Consumer spending in the US has been on a sharp decline in the last few years, as the economy is still feeling the lingering effects of the financial crisis. However, there are still a few retailers that have surprisingly reported a sharp growth in all business units. One of them is Under Armour Inc (NYSE:UA). The retailer has reported sharp growth in all the segments, as the total revenue for 2012 stood at $1.84 billion, marking 25% year on year growth. The company outdid all previous projections, which include its own guidance for 2012. The company experienced exceptional top line growth, as the net income also recorded a 54% growth from the previous year. Moving ahead, we expect Under Armour to increase its focus on international expansion, direct to consumer business and the footwear products. The 2013 outlook for the apparel retailer looks promising with an estimated growth of 20% to 25% in both net revenues and EBITDA. The stock seems all set to exceed all expectations.

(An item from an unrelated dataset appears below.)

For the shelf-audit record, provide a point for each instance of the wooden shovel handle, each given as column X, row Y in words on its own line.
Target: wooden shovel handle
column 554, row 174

Enhancing Core Business Segments and International Expansion
The company reported a huge growth in footwear and women’s products in 2012. Even though the market for these categories is highly competitive, Under Armour still has a huge potential to grow if it increases the distribution channels and continues the radical innovation in footwear technologies. In addition, the growth opportunities in the emerging markets like South America and Asia are extremely high due to increasing brand awareness and disposable incomes. Europe too provides several growth opportunities; however, emerging markets are relatively less saturated with slightly weaker competition from domestic retailers. Traditionally, Europe has not been a happy hunting ground for the American retailers, as the competition from the domestic retailer far too intense and the market structure is highly complex.
Under Armour competes head on with likes of NIKE, Inc. (NYSE:NKE) and Adidas. Nike is among the largest sportswear retailers in the world, with a market cap of $39.3 billion. The company is the world leader in athletic shoes and sports equipment. It generates a high volume of its revenues through branded footwear; however, the apparel business is increasingly becoming a trademark for the company. Nike’s key revenue stream has always been North America, however it expects good growth from Europe as the economy starts to recover.
2012 revenues were approximately $24 billion, making it one of the most valuable brands in the world. The current brand equity of Nike is in excess of $10 billion. Similar to Nike, Adidas too is the second largest sportswear manufacturer in the world and the largest in Europe and Germany by a huge margin. Adidas is a German group with a presence around the globe. The company too prides itself on athletic footwear, bags and t-shirts. Adidas has a market cap of $19.5 billion, and it currently trades on both the NASDAQ and Frankfurt Stock Exchange.